The rise of cybersecurity debt

Ransomware attacks on the JBS beef plant, and the Colonial Pipeline before it, have sparked a now familiar set of reactions. There are promises of retaliation against the groups responsible, the prospect of company executives being brought in front of Congress in the coming months, and even a proposed executive order on cybersecurity that could take months to fully implement.

But once again, amid this flurry of activity, we must ask or answer a fundamental question about the state of our cybersecurity defense: Why does this keep happening?
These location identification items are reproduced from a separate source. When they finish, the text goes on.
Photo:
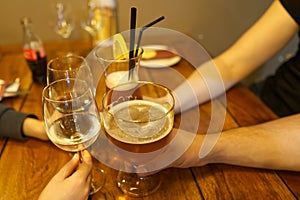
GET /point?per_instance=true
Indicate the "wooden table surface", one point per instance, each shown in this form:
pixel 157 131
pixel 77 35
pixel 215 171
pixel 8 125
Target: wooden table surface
pixel 27 166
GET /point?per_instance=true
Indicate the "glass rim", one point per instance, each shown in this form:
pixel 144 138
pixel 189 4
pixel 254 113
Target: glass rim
pixel 168 91
pixel 125 59
pixel 53 60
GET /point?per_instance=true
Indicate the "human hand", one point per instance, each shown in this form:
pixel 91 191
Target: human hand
pixel 34 128
pixel 72 181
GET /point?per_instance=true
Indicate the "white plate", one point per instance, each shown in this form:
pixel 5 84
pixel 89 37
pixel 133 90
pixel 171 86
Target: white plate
pixel 160 62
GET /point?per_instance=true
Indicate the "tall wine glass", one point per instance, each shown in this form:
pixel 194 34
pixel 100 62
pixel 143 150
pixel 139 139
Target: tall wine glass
pixel 72 119
pixel 70 66
pixel 138 115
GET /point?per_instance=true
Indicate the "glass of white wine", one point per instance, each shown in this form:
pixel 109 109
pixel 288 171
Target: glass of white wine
pixel 137 115
pixel 70 66
pixel 72 119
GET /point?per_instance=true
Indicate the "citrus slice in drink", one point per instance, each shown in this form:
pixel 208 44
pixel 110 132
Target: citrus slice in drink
pixel 120 49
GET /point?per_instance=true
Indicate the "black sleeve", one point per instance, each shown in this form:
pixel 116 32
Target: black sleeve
pixel 293 8
pixel 11 122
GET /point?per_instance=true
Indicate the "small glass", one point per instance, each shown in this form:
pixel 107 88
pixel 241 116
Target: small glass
pixel 72 119
pixel 70 66
pixel 116 63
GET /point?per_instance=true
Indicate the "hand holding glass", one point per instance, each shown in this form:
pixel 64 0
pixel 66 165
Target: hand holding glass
pixel 71 116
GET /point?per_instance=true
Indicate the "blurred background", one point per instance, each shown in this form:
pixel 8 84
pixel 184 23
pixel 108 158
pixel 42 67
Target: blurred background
pixel 215 24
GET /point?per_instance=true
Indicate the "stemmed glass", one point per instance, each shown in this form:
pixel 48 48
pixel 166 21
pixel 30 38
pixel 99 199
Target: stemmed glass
pixel 71 118
pixel 138 114
pixel 74 66
pixel 70 66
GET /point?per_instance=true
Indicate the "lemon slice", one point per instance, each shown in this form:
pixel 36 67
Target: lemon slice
pixel 149 53
pixel 119 46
I have a theory on why. In software development, there is a concept called “technical debt.” It describes the costs companies pay when they choose to build software the easy (or fast) way instead of the right way, cobbling together temporary solutions to satisfy a short-term need. Over time, as teams struggle to maintain a patchwork of poorly architectured applications, tech debt accrues in the form of lost productivity or poor customer experience.

Complexity is the enemy of security. Some companies are forced to put together as many as 50 different security solutions from up to 10 different vendors to protect their sprawling technology estates.

Our nation’s cybersecurity defenses are laboring under the burden of a similar debt. Only the scale is far greater, the stakes are higher and the interest is compounding. The true cost of this “cybersecurity debt” is difficult to quantify. Though we still do not know the exact cause of either attack, we do know beef prices will be significantly impacted and gas prices jumped 8 cents on news of the Colonial Pipeline attack, costing consumers and businesses billions. The damage done to public trust is incalculable.

How did we get here? The public and private sectors are spending more than $4 trillion a year in the digital arms race that is our modern economy. The goal of these investments is speed and innovation. But in pursuit of these ambitions, organizations of all sizes have assembled complex, uncoordinated systems — running thousands of applications across multiple private and public clouds, drawing on data from hundreds of locations and devices.

Complexity is the enemy of security. Some companies are forced to put together as many as 50 different security solutions from up to 10 different vendors to protect their sprawling technology estates — acting as a systems integrator of sorts. Every node in these fantastically complicated networks is like a door or window that might be inadvertently left open. Each represents a potential point of failure and an exponential increase in cybersecurity debt.

We have an unprecedented opportunity and responsibility to update the architectural foundations of our digital infrastructure and pay off our cybersecurity debt. To accomplish this, two critical steps must be taken.

First, we must embrace open standards across all critical digital infrastructure, especially the infrastructure used by private contractors to service the government. Until recently, it was thought that the only way to standardize security protocols across a complex digital estate was to rebuild it from the ground up in the cloud. But this is akin to replacing the foundations of a home while still living in it. You simply cannot lift-and-shift massive, mission-critical workloads from private data centers to the cloud.

There is another way: Open, hybrid cloud architectures can connect and standardize security across any kind of infrastructure, from private data centers to public clouds, to the edges of the network. This unifies the security workflow and increases the visibility of threats across the entire network (including the third- and fourth-party networks where data flows) and orchestrates the response. It essentially eliminates weak links without having to move data or applications — a design point that should be embraced across the public and private sectors.

The second step is to close the remaining loopholes in the data security supply chain. President Biden’s executive order requires federal agencies to encrypt data that is being stored or transmitted. We have an opportunity to take that a step further and also address data that is in use. As more organizations outsource the storage and processing of their data to cloud providers, expecting real-time data analytics in return, this represents an area of vulnerability.

Many believe this vulnerability is simply the price we pay for outsourcing digital infrastructure to another company. But this is not true. Cloud providers can, and do, protect their customers’ data with the same ferocity as they protect their own. They do not need access to the data they store on their servers. Ever.

To ensure this requires confidential computing, which encrypts data at rest, in transit and in process. Confidential computing makes it technically impossible for anyone without the encryption key to access the data, not even your cloud provider. At IBM, for example, our customers run workloads in the IBM Cloud with full privacy and control. They are the only ones that hold the key. We could not access their data even if compelled by a court order or ransom request. It is simply not an option.

Paying down the principal on any kind of debt can be daunting, as anyone with a mortgage or student loan can attest. But this is not a low-interest loan. As the JBS and Colonial Pipeline attacks clearly demonstrate, the cost of not addressing our cybersecurity debt spans far beyond monetary damages. Our food and fuel supplies are at risk, and entire economies can be disrupted.

I believe that with the right measures — strong public and private collaboration — we have an opportunity to construct a future that brings forward the combined power of security and technological advancement built on trust.